The family includes 23 great-grandchildren of the founder. There will be no successor to continue the business activity. On January 1, 1989, the spinning mill changed hands. This year, the company will increase its productivity and diversify.
Despite this development, the difficult situation of the textile industries will get the better of the company (reduced margins, foreign competition, etc.).
On September 17, 1991, the Fougerolles-le-Château spinning mill closed its doors definitively, putting 72 people out of work.

La chambre du Fileur

The spinner restocked the spinning machine with spools, cones, etc. and put the spools in place on the machine which performs the roving stretching operations. The twisting of the fibers is carried out one after the other by the machine.

Other operations participate in the elaboration of the yarn, such as:

- working or mixing: the fibers are delivered in compressed bales then they are roughly decompacted into flakes

- threshing: thanks to this mechanical action, the fiber flakes are first disentangled and the last solid impurities and plant debris eliminated (especially for cotton)

- carding: the mechanical brushing of the fiber flakes makes it possible to individualize and parallelize the fibers in addition to eliminating the last impurities.

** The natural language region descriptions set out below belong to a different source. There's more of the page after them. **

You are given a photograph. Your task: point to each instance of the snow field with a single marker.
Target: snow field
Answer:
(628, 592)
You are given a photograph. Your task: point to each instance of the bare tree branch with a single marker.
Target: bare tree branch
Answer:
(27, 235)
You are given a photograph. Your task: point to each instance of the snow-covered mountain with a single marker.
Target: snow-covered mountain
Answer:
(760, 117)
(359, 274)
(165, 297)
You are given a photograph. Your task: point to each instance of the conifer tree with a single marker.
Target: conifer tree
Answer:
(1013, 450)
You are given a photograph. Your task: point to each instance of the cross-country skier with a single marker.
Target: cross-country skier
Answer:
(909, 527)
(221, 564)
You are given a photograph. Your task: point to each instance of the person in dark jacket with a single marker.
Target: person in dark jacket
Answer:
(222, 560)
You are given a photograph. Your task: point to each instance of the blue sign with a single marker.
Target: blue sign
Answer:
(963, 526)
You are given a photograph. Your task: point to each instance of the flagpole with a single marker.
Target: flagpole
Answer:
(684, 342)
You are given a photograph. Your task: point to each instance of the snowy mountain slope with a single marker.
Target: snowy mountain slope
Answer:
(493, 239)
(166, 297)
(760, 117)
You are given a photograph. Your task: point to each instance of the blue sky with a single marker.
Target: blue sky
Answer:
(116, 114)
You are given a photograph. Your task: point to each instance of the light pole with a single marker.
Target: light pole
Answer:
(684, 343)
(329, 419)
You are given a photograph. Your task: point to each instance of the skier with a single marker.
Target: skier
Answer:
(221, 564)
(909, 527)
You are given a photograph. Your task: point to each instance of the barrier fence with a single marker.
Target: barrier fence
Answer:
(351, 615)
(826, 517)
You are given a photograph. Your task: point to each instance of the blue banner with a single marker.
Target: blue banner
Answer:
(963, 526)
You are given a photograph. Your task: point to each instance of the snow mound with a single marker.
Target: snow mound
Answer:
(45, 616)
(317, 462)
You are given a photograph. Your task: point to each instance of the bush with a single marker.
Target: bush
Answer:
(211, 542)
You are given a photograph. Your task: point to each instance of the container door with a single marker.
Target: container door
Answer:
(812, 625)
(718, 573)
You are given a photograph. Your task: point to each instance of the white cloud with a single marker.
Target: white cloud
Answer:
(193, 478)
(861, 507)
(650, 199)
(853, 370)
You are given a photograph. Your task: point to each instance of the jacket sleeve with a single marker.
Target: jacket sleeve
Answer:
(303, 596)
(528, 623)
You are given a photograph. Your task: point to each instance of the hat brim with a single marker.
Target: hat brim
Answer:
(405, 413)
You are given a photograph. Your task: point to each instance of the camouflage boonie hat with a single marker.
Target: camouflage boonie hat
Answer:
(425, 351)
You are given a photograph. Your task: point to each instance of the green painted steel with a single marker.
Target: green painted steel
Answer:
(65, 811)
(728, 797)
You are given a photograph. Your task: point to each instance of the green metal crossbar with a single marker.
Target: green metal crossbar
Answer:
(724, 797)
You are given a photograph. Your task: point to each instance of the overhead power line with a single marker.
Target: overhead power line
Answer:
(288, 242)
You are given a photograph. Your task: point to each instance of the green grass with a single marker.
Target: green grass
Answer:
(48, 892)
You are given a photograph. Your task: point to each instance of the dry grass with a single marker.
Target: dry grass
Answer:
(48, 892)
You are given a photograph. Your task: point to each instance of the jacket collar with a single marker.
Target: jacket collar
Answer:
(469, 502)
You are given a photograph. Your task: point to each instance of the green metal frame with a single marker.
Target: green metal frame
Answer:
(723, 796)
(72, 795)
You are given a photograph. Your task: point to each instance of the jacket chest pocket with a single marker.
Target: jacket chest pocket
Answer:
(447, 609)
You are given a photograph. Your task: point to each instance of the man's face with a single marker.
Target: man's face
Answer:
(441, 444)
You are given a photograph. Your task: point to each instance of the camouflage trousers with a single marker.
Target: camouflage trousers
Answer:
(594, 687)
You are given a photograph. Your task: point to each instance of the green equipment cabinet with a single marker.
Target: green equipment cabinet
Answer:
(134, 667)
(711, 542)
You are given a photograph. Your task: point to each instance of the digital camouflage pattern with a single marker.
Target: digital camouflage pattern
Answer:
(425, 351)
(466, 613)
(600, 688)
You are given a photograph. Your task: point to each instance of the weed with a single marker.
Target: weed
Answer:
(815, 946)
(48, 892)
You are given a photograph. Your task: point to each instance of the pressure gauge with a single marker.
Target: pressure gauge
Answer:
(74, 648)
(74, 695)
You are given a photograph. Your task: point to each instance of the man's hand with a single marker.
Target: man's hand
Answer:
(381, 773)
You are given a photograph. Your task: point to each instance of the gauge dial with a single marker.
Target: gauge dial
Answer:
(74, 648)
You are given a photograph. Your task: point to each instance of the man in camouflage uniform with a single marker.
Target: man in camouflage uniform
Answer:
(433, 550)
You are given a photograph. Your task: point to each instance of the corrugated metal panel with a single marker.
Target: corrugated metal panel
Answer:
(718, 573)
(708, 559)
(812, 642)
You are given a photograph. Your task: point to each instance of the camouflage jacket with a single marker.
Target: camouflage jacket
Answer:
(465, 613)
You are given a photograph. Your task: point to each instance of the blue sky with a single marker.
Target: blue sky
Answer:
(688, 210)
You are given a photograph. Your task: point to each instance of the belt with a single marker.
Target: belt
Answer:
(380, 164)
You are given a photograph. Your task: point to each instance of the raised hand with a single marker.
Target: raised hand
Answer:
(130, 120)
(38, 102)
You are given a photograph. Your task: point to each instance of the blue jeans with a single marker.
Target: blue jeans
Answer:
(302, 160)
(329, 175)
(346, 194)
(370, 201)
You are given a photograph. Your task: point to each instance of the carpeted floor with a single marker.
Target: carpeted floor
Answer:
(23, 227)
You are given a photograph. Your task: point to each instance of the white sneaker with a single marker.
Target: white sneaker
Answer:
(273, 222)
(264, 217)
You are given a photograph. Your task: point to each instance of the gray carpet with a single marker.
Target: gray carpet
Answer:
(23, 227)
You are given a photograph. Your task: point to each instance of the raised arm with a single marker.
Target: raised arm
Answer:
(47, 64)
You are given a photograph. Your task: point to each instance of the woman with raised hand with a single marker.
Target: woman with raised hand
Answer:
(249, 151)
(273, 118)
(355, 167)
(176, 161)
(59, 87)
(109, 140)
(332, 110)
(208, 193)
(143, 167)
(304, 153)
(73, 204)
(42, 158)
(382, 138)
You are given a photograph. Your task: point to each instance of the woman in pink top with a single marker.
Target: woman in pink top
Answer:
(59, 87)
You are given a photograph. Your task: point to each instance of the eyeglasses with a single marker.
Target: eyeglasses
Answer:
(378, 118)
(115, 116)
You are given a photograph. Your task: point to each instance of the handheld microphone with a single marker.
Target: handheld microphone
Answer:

A fairly regular ribbon of fibers (web of fibers) is obtained. At this stage, fibers of different origins can be mixed.

- doubling and stretching: with several passes, they make it possible to improve the parallelization of the fibers and to regulate the size of the fiber ribbon. At this stage, ribbons of different origins can be mixed.

- combing: it makes it possible to form a ribbon of long fibers by selecting the fibers of the ribbon according to their length, short fibers and debris being eliminated.

- stretching: the ribbons are stretched and refined to present themselves in "cheeses" or in slices.

- spinning or spun yarn: the ribbon is further stretched to obtain a thread that is wound on spools. A twist of the fibers makes it possible to maintain cohesion.

- twisting: spinning makes it possible to obtain single threads (composed of a single thread), twisting allows the assembly of 2 or more single threads: a twisted thread is obtained.

- throwing or assembling: it consists of twisting and/or assembling two or more threads to form a single, stronger one.

- winding: the purpose of this is to obtain a maximum quantity of threads on the same support by bringing together several single threads or twisted threads.